Written by: Jared Baugh
The morning had not gone as I had planned for or certainly expected. The sky was clear, leading to a stunning array of colors in orange, red, purple, and blue. All seemed to serpentine across a watercolor sky.
I had watched the artistry unfold with my back against the big cedar, a good twenty feet off the ground. I had hiked in the dark, down the old two track, deep into the Michigan forest. Using October’s full moon glow to navigate the trail to my destination. The ground slowly softening under my boots as I made my way closer to where I’d hung my tree stand. My mind swirling with visions of an image of a warlord buck on patrol. Looking for a bride to claim as his or a young upstart to drive off.
The softening ground meant I was getting closer as the smell of damp earth and moss filled my nostrils. Confirming what the ground under my feet told me. The shadows of the cedars and alders grew thick here and obscured the starry pre-dawn night. Even the full October moon struggled to send even a sliver of light through to help me now.
I had set up on the edge of a swamp hoping to be in the hallway of a mature buck’s bedding area. The area was thick with tangles of wild raisin that seemed to thrive and gave the impression of shelter. A place I figured his Majesty would use to vanish and I could use to my advantage to ambush him.
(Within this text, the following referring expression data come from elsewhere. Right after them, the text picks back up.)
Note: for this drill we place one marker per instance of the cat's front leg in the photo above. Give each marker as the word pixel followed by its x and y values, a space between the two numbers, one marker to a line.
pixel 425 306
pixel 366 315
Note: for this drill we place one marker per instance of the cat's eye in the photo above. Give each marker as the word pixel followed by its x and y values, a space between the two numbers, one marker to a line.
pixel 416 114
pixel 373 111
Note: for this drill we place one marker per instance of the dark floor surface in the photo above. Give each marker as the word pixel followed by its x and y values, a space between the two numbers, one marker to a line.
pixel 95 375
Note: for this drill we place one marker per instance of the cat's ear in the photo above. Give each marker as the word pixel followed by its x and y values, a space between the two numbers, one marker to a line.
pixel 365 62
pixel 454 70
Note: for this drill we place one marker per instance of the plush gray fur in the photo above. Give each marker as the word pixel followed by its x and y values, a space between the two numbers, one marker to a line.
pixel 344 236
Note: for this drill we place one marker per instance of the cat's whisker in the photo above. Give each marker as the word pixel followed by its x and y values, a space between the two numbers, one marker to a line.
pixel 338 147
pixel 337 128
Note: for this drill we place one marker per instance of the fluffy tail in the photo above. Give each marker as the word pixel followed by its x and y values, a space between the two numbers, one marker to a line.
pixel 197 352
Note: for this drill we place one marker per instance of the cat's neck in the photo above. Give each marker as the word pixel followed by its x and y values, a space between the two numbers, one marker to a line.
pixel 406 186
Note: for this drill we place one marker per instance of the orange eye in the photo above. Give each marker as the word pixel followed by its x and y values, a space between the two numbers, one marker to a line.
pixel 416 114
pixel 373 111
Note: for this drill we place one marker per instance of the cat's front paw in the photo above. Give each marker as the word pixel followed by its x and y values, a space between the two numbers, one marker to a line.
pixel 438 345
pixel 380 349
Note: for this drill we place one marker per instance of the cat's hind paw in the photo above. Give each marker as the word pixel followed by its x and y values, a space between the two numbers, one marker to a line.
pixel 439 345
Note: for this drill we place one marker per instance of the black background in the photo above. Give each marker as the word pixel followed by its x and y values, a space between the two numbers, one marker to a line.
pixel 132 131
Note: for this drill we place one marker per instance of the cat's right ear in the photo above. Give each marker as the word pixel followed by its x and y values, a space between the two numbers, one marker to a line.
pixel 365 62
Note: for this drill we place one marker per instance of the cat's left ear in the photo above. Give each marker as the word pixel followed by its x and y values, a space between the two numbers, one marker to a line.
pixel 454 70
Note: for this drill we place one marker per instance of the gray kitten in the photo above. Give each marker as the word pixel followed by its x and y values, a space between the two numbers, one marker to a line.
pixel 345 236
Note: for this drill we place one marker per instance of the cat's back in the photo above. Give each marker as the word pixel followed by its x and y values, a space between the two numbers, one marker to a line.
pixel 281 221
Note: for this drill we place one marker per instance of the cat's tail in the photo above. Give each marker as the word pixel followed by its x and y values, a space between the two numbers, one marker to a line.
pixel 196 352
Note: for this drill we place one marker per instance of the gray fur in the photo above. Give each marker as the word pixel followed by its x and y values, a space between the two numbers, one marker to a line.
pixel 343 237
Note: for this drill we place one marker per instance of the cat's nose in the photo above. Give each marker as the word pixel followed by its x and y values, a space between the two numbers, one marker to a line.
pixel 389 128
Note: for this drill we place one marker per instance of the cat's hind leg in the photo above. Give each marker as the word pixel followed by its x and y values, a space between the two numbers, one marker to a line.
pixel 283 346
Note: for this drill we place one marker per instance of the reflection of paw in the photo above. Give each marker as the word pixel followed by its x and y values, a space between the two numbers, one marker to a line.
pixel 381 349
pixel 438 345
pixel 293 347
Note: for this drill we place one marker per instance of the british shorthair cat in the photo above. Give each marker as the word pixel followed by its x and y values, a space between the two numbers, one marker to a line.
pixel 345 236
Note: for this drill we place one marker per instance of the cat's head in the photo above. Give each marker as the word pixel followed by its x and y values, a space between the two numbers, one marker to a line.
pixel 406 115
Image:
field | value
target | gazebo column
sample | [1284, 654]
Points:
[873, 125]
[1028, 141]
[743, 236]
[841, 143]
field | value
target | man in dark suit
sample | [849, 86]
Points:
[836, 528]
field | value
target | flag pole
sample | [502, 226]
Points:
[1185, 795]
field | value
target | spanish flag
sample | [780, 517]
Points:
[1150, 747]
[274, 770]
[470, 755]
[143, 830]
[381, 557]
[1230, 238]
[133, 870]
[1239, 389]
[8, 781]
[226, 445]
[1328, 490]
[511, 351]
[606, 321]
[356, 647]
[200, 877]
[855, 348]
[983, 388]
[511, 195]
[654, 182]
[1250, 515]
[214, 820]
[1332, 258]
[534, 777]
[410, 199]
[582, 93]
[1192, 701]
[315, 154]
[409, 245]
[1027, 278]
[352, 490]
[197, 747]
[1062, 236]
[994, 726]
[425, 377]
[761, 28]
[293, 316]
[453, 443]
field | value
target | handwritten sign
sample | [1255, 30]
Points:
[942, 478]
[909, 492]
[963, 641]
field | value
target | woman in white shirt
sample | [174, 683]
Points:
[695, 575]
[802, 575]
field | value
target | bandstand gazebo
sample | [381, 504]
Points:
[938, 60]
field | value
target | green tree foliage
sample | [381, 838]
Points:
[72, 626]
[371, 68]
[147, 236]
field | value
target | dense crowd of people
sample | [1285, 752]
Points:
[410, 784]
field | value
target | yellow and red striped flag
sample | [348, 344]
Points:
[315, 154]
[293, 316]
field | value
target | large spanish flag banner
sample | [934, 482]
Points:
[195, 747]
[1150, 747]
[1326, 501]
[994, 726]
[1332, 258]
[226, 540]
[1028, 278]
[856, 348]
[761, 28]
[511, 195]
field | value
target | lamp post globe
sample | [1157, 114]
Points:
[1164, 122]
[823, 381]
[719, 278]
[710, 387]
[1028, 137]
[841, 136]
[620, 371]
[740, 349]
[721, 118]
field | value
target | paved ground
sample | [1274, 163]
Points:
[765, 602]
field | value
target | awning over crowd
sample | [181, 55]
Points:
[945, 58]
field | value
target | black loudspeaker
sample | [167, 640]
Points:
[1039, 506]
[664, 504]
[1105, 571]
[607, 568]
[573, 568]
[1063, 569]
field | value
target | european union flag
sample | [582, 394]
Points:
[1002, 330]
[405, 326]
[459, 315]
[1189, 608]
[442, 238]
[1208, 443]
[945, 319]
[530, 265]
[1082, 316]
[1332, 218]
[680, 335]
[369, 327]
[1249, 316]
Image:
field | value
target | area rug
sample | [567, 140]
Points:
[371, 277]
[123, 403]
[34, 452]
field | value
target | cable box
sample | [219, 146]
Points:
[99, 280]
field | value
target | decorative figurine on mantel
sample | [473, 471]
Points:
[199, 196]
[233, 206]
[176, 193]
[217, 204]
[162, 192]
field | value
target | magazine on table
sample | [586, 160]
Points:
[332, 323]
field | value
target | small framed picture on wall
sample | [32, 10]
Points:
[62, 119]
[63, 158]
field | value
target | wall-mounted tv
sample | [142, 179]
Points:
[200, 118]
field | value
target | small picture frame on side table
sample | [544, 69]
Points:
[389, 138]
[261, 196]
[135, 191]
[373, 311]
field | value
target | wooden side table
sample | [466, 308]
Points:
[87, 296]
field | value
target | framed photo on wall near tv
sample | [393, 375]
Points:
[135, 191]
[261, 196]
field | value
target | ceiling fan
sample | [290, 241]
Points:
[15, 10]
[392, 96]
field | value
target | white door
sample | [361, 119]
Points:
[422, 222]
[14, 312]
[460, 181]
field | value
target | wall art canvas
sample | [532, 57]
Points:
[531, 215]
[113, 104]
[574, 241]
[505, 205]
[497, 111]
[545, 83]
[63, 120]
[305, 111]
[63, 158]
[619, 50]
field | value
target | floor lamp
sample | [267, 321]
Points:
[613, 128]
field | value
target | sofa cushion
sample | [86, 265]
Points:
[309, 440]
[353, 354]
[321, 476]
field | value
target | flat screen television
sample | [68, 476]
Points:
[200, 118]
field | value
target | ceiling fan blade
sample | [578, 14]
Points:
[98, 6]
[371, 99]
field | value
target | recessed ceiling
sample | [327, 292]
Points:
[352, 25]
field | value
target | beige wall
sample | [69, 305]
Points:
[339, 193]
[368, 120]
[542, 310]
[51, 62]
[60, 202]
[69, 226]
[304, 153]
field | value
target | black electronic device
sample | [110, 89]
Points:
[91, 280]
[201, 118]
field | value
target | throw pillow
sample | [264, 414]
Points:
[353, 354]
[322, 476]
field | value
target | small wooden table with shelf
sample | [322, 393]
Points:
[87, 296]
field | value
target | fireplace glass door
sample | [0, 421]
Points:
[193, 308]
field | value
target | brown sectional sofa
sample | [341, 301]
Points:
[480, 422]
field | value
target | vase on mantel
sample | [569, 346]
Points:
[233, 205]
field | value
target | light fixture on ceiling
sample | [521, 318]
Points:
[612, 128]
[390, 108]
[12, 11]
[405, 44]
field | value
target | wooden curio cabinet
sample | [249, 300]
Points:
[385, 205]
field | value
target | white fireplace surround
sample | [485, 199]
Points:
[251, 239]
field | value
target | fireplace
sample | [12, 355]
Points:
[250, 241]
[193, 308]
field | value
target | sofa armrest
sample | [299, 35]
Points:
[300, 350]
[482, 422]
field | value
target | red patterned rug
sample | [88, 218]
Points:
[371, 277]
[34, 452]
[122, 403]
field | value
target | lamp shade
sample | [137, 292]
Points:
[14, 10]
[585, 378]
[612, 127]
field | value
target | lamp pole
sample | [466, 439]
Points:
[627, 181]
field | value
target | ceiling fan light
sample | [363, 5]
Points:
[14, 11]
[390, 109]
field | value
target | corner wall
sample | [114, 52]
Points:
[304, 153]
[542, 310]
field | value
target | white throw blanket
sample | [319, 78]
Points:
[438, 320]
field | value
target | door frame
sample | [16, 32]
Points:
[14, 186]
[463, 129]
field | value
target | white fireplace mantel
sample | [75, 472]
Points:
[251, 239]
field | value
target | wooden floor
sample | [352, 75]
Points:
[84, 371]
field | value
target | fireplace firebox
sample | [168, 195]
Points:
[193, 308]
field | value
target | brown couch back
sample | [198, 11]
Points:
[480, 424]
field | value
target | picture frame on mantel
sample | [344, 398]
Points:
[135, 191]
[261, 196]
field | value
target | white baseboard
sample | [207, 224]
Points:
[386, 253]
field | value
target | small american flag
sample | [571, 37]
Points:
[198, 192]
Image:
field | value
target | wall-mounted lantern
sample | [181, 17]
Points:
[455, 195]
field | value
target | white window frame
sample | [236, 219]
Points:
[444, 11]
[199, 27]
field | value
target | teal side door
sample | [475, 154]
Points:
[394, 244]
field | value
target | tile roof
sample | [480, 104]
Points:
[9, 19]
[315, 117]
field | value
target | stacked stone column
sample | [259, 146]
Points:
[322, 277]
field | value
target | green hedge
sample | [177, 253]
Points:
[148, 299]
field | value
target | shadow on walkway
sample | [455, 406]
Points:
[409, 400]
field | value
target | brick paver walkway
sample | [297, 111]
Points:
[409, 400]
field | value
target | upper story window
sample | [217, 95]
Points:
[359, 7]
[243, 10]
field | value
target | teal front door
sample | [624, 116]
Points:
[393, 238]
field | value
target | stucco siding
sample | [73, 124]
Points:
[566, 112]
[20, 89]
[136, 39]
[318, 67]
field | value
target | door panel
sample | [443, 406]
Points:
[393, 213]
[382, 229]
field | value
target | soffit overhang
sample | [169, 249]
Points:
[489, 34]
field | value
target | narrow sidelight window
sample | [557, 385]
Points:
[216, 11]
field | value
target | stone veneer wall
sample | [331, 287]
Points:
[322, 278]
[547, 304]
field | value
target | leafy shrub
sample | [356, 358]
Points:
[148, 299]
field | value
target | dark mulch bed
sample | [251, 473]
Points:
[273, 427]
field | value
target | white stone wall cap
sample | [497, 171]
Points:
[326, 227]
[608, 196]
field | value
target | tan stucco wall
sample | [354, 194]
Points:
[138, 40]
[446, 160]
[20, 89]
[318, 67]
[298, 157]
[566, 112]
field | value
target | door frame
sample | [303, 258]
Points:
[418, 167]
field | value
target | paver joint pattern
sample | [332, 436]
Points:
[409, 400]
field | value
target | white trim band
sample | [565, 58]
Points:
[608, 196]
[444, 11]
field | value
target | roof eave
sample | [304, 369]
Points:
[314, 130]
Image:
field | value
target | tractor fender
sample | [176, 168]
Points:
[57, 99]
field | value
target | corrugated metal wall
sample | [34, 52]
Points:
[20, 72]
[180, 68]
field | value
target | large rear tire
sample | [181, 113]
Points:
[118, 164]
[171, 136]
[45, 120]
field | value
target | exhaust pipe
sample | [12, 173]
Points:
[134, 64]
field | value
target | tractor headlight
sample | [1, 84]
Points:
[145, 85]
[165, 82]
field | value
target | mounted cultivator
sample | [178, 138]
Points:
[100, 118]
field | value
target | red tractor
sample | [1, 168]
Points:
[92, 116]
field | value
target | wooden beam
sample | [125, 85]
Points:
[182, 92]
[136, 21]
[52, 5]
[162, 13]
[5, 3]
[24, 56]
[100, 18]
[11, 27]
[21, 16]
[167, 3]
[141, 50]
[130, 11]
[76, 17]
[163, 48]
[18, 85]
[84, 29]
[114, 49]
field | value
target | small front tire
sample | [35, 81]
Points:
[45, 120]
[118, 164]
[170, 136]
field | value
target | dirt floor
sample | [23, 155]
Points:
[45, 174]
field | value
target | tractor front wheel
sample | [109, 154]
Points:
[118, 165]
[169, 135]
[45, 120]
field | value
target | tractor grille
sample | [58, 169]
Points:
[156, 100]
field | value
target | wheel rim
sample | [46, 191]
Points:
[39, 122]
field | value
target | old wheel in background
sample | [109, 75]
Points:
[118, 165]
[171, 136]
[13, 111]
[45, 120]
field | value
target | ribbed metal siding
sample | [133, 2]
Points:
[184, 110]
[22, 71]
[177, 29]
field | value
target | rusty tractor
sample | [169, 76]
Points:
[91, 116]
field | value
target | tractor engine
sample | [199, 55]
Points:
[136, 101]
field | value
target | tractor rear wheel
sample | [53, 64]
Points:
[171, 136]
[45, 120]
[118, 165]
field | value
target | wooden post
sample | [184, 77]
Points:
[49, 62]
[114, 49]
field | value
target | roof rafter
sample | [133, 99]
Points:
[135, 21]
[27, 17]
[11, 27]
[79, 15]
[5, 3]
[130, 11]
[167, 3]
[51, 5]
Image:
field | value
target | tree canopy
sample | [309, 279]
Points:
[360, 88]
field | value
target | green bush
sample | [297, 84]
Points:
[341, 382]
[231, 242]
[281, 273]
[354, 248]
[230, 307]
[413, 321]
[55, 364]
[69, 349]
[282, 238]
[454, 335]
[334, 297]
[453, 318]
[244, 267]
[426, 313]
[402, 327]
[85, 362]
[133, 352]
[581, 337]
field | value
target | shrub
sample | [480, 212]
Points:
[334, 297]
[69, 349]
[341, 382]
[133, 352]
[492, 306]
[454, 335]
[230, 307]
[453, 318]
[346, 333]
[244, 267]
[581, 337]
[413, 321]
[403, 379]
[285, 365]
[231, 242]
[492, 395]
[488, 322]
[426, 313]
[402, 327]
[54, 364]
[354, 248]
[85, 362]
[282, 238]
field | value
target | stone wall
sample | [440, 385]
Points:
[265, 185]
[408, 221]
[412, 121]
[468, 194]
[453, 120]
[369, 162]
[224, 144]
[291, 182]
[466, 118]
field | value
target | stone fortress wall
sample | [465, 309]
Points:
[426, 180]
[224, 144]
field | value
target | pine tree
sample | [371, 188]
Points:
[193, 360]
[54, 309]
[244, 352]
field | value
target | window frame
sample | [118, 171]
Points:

Having climbed up in the dark, I sat in the still silence. My bow was laid across my lap waiting to be summoned for its sole purpose of felling a giant. As the moon began to fade and seemed to bid me adieu, it gave way to another morning. I couldn’t help but feel frustrated at my fruitless efforts. The preparation, the getting up so early, and my hike in seemed to only feed and empower the imps of doubts and annoyance.
As the drone of doubts swirled in my head, I heard a peculiar sound. At first, I questioned myself and what I was hearing. As it made its way towards me growing slightly louder. I had never heard a sound like it from the woods before. It was a pair of bells that was being broadcast in a cadence. As it grew closer, I began to see glimpses of white as a pair of dogs weaved through the thick forest growth in search of some elusive game.
I realized it was a pair of English Setters. I watched mesmerized as they covered the ground so seamlessly. The very same ground I fought through; these two canine ballerinas gracefully danced over it.
Behind them walked an elderly gentleman in his plaid shirt, an orange Stormy Kromer covering what few hairs I’m sure stubbornly clung to his head. An old flannel kept the chill off and a well-worn side by side broken open in the crook of his elbow.
I had been captivated by this odd troupe coming towards me on the edge of the cedar swamp. I failed to realize the bells had stopped ringing. I carefully turned my head and located the dogs both on point. One honoring the other one on point, both frozen in the moment.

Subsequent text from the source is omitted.